Frequently asked questions

Where do you get a cash buyers list?

You can get a cash buyers list from Facebook investor groups, public records, local meetups, title companies, investor-friendly agents, paid data tools, referrals, and buyer marketplaces like OpenBuyersList.

The best approach is to combine sources and then organize buyers by buy box.

Can you get a cash buyers list for free?

Yes. Free buyer lists usually take work, but you can build one from public deal comments, investor groups, meetup attendees, public records, referrals, and buyers who publicly post their buy box.

Free does not mean effortless. You still need to verify buyers and organize the information.

What is the biggest problem with a cash buyers list?

The biggest problem is that static buyers lists go stale.

Buyers change markets, pause buying, change criteria, stop responding, or only want specific deal types. A live buy box is usually more useful than an old spreadsheet.

How many cash buyers do I need?

A new wholesaler is usually better off with 25 to 50 organized, responsive buyers than hundreds of unverified contacts.

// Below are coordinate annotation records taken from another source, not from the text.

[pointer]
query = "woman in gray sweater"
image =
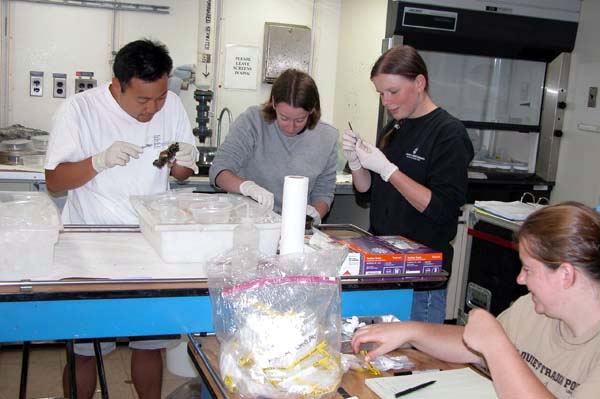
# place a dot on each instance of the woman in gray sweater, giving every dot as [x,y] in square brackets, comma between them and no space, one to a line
[282,137]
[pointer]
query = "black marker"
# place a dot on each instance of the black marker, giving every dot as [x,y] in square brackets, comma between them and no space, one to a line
[413,389]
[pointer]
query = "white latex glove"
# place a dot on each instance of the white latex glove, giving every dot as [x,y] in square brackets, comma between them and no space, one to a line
[119,153]
[187,156]
[312,211]
[257,193]
[349,140]
[373,159]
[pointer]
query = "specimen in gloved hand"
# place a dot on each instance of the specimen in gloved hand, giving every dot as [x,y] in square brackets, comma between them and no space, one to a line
[166,156]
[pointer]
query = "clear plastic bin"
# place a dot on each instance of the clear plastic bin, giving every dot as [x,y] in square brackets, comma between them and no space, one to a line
[194,227]
[29,228]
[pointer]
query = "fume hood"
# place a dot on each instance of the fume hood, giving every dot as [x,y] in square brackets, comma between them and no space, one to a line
[499,66]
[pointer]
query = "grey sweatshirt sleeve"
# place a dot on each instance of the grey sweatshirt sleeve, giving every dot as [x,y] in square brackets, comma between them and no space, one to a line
[233,153]
[324,187]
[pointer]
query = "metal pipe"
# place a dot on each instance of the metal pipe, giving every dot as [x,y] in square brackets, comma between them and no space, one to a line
[219,120]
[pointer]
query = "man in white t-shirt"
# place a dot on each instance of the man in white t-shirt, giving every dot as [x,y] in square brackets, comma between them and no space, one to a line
[101,150]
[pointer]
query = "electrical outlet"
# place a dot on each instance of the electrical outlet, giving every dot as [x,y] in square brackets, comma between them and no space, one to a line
[84,81]
[59,87]
[593,93]
[36,83]
[83,84]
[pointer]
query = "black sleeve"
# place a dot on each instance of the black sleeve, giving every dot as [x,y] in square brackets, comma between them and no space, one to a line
[448,176]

Quality matters more than list size. A small group of active buyers with clear criteria can outperform a huge list of unknown contacts.

Final answer

To get a cash buyers list, start with people who show real buying intent. Use Facebook groups, public records, meetups, title companies, agents, paid data, referrals, and buyer marketplaces.

Then ask for buy boxes and organize buyers by what they actually want.

The best cash buyers list is not the biggest list. It is the list with the clearest, most current buyer criteria.